Exercise: J1D-PtP-Blocking
In this exercise we consider the Laplace equation in one dimension, namely \( \frac{d^2V}{dx^2}=0 \) with Dirichlet boundary conditions, \( V|_{x=0}=0 \) and \( V|_{x=1}=1 \). It has a very simple analytical solution, \( V(x)=x \). Here we use the Jacobi method to solve it numerically so that we have the following stencil loop over all interior grid points:
\( V_i=\frac{V_{i+1}+V_{i-1}}{2} \)
By repeating the loop for many iterations, the numerical solution will converge, though in this exercise we do not seek how efficient and accurate the method is. Instead, we investigate how domain decomposition can be used to distribute the workload across all MPI processes by splitting the array of potential function (chunk of grid points). The ghost cell exchange is applied using the MPI point-to-point communications. Indeed, halo exchange is trivial in this exercise since there is only one element (scalar) on each side of the chunk.
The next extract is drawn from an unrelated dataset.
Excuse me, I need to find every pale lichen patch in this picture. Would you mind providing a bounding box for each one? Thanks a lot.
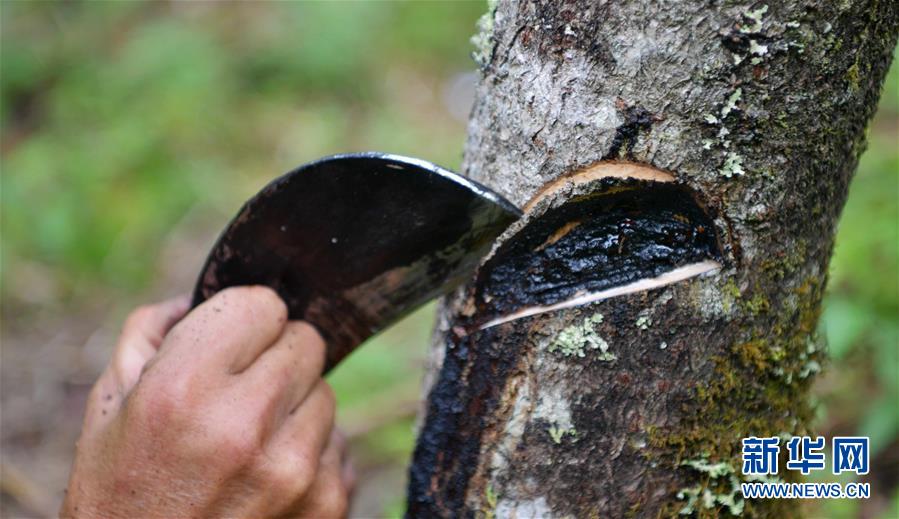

- In the directory J1D-PtP-Blocking, there are f and c subdirectories for Fortran and C, respectively. If you have loaded the modules as described in exercise Hello, compilers and MPI wrappers are ready for use. The compilation process is facilitated using a Makefile.
- MPI_PROC_NULL is a constant that represents a dummy MPI process rank. When passing it to a send or receive operation for instance, it is guaranteed to succeed and return as soon as possible with no modifications to the receive buffer.
- The workload distribution is done by function/subroutine get_share_per_proc which determines the size of the chunk (and in the case of Fortran also the index of start and end grid points).
- There are 6 FIXME markers which should be replaced with the correct codes. They are related to
- defining the rank of left and right neighboring processes.
- specifying the halo for the exchange in the calls to MPI_Send and MPI_Recv.
- You can validate your solution of the exercise by comparing the domain file to the reference J1D-PtP-Blocking/ref/domain-00100000.pgm. The reference file has been generated with nstep=100000 and n=100001 (for Fortran n=100000), so you can compare only if you use these values. If there is no output when running the command cmp, then the result is correct. The command cmp should be run as
- cmp file1 file2
- In case of many grid points, one needs a huge number of iterations (a very large value for nstep variable) to obtain converged potential. errmax is the large value of error on all grid points as compared with the analytical solution. What is the value of errmax for n=1001 and nstep=\( 10^7 \)?
- What would happen if we replace MPI_Send with MPI_Ssend?